Le communisme chinois, un communisme hayékien

« Vous pensez qu’il y a une contradiction dans les termes, un paradoxe. Vous vous trompez : nous avons l’habitude de réfléchir avec des catégories pures, alors que la vie est bien plus complexe ; et les paradoxes existent dans la vie réelle. La Chine est en effet un pays de communisme hayékien.

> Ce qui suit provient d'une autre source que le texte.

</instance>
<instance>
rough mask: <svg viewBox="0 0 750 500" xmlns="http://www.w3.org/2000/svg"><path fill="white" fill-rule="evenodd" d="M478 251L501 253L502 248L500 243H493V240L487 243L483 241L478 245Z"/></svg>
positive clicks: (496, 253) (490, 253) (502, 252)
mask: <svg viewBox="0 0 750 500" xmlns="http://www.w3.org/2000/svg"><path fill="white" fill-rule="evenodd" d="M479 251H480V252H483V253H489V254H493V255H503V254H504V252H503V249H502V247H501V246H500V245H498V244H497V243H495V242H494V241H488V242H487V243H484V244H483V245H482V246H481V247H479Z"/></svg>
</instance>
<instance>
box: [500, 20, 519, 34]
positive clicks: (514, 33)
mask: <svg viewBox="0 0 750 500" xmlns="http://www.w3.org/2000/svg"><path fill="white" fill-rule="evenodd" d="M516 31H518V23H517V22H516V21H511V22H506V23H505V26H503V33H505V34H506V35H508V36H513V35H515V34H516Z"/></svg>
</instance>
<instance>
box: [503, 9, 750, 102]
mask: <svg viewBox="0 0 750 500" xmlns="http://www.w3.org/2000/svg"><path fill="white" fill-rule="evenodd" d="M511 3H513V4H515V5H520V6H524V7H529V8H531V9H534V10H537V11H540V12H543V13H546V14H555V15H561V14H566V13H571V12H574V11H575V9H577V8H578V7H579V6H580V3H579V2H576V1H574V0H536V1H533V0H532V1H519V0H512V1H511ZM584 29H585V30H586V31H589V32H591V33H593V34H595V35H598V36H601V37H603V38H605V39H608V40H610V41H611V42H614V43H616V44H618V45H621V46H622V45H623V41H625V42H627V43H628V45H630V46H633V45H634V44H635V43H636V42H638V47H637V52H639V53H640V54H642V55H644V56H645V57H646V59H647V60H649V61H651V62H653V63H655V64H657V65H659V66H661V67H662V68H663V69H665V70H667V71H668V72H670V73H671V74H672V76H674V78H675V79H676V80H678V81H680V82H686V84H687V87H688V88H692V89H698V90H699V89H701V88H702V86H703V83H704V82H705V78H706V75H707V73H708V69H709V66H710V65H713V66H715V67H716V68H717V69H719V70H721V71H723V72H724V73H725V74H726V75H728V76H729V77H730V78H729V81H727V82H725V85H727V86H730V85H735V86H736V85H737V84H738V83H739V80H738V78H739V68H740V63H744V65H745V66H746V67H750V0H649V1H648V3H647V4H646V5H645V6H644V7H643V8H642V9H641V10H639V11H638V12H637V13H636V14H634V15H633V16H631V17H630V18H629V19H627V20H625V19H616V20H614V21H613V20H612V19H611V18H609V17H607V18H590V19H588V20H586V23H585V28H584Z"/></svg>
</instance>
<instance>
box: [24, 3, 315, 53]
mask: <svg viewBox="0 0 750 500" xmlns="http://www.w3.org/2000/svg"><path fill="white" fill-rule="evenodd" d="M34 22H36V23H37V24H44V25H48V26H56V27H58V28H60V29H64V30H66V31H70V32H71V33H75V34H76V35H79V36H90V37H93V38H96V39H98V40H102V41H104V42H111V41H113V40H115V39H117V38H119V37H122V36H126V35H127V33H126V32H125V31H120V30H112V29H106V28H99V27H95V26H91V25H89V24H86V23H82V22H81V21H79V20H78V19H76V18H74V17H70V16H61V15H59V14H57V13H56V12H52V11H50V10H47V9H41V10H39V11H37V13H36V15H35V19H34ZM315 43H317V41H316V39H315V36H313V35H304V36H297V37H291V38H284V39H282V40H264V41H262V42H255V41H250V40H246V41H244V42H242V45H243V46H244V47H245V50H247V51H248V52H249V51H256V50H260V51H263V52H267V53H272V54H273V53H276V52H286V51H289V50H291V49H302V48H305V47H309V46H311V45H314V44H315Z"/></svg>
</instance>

Nul autre endroit au monde ne célèbre autant la richesse et le succès matériel que la Chine. Peut-être que cela a été stimulé par le quarantième anniversaire de l’ouverture qui sera célébré cette année, mais plus fondamentalement, je pense que c’est stimulé par le plus grand succès en matière de développement économique que l’histoire ait connu. Les riches entrepreneurs sont célébrés dans les journaux, à la télévision, dans les conférences. Leur richesse et leurs récits d’ascension sociale sont considérés comme des exemples par tous. Ayn Rand se sentirait chez elle dans cet environnement. Tout comme Hayek : un montant incroyable d’énergie et de découverte a été libéré par les changements qui ont transformé la vie de 1,4 milliard de personnes, c’est-à-dire deux fois plus que les populations de la vieille Union européenne à 15 et des Etats-Unis réunies. Les gens ont découvert une information économique qui était jusqu’alors inaccessible ou inconnu, organisé de façon schumpétérienne de nouvelles combinaisons de capital et de travail et créé de la richesse à une échelle presque inimaginable (certainement inimaginable pour ceux qui allèrent en Chine en 1978).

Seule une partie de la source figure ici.